Schwengle won three individual events, posting NCAA B-standard times in each, setting the meet and school record in the 1650-yard freestyle at 17:20.29, with teammate Sofia Periera also posting an NCAA B-standard time in second and Portillo finishing third; Schwengle also won the 500-yard freestyle in 5:02.49 and the 200-yard freestyle in 1:52.96.

The sophomore came to UNCP from Aruba, where despite a very deep background in competitive swimming she says she was struggling to find her way.

“(Roverato) found me in a dark place; he found me in a place where I didn’t like swimming anymore, I wanted to quit, I wanted to give up. But he brought me here and he brought me to place where I can call my second home,” Schwengle said. “The seniors, they brought me back, they made me love the sport again and I’m forever grateful for them, and I get to do amazing things and I’m going to accomplish my dreams because of them.”

Italian freshman Benedetta Pepe Pugliese won two events for the Braves, posting meet records and NCAA B-standard times in each, finishing at 2:17.73 in the 200-yard breaststroke and 4:24.58 in the 400-yard individual medley, in which teammate Chiara Ambrosi was second. Pepe Pugliese became the second-straight Brave to be named Conference Carolinas Swimmer of the Year, after Schwengle last season.

Mencia Martinez, from the Dominican Republic, also took two individual titles with NCAA B-standard times in each, with a 51.87 mark in the 100-yard freestyle and a 23.64 time in the 50-yard freestyle.

Periera, a Brazilian freshman, won the 1000-yard freestyle with a meet-record time of 10:27.04 and Portilo taking second.

Rodriguez Matos, Schwengle, Rhyan Murphy and Mencia Martinez swam the victorious 200-yard medley relay for the Braves in a school-record time of 1:35.46.

Katie Raleigh, Rodriguez Matos, Rachel Carapella and Mencia Martinez set both meet and school records in the 200-yard medley relay in 1:45.06 to earn the win.

Nine different countries and six U.S. states are represented on the Braves roster — yet the team has come together with a chemistry and togetherness remarkable for the diversity of background from which it originates.

“It doesn’t matter, you can come from the other side of the world, but we’re one team and you’ve got to respect each other no matter what,” Rodriguez Matos said. “We always tell them, just do the work; even if you don’t like someone, that’s your teammate, it doesn’t matter who it is, that’s your teammate and you’ve got to be there for them.”

That is also a testament to the leadership of Roverato, who was named Conference Carolinas Coach of the Year for the second straight year, marking the fourth time in five seasons he was won a conference Coach of the Year award.

“He believes in us, and he sometimes sees something that we don’t,” Schwengle said. “We sometimes don’t see how far we can go, but sometimes he triggers us and we have to prove him wrong in some way, or prove him right. He just has an aura around him that makes us want to work harder, and we see how hard he works.”

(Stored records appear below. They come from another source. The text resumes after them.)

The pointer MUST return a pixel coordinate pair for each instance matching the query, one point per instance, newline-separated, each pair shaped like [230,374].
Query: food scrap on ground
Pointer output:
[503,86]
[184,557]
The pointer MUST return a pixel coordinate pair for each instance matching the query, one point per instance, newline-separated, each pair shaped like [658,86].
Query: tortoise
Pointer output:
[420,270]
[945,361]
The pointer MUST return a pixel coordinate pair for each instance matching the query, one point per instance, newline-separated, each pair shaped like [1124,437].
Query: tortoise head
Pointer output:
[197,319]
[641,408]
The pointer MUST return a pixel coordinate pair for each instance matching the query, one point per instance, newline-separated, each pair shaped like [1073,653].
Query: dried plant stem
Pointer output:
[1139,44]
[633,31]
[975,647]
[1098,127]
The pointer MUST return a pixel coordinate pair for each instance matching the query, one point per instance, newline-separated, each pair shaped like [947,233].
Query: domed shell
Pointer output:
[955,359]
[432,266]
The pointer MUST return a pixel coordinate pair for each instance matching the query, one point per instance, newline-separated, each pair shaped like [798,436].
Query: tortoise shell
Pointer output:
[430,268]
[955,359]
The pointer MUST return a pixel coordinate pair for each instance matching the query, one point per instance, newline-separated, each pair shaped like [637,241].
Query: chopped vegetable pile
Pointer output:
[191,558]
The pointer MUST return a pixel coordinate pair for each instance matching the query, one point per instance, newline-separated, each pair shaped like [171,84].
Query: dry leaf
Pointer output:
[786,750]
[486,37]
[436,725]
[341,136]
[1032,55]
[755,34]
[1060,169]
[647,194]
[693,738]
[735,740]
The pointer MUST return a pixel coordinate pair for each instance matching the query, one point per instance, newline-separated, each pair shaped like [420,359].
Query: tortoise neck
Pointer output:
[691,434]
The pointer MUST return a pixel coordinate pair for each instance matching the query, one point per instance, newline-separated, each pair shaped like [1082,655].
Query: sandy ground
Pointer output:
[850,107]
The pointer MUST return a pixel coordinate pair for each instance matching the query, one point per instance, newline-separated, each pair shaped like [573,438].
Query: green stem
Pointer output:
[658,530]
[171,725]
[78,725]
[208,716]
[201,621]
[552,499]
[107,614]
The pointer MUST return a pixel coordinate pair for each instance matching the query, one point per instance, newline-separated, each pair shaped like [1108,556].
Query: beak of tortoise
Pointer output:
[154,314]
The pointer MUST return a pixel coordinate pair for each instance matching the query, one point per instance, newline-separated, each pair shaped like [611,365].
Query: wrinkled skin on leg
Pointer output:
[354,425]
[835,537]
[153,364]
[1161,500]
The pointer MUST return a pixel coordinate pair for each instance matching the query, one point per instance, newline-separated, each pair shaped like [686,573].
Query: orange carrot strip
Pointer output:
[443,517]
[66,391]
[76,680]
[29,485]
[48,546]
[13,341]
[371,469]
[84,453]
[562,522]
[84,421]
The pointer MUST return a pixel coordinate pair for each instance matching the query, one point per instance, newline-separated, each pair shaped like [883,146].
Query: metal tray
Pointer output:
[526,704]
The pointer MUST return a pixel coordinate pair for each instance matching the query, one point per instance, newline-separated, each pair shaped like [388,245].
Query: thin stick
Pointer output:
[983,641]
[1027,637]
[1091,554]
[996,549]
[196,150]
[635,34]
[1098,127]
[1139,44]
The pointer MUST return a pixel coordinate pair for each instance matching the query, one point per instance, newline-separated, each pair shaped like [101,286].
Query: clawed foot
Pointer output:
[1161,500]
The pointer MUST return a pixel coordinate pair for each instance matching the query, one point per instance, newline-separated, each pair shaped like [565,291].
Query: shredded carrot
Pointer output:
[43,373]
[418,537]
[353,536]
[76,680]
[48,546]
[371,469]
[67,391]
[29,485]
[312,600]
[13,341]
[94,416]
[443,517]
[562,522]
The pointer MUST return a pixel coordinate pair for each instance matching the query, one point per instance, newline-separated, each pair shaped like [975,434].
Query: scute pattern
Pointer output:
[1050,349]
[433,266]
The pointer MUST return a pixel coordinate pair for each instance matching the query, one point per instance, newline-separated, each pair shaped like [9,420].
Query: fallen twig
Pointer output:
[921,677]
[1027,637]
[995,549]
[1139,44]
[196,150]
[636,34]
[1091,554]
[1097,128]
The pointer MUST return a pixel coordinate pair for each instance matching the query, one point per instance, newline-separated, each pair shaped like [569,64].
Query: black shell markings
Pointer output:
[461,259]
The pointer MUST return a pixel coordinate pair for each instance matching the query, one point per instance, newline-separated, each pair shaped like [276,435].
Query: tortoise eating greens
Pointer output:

Selections to NCAA national championships will be announced Wednesday, with the possibility of selection for each B-standard qualifying time. But whether any Braves are picked or not, the team is pleased with its efforts knowing it did all it could.

“It’s a selection, so there’s nothing we can do more,” Roverato said. “But it doesn’t matter, how many we bring, this is a great start for the next season. … We’ll celebrate today, we’re going to see what happens (Wednesday), we’ll go to nationals and we’re going to get prepared for next season.”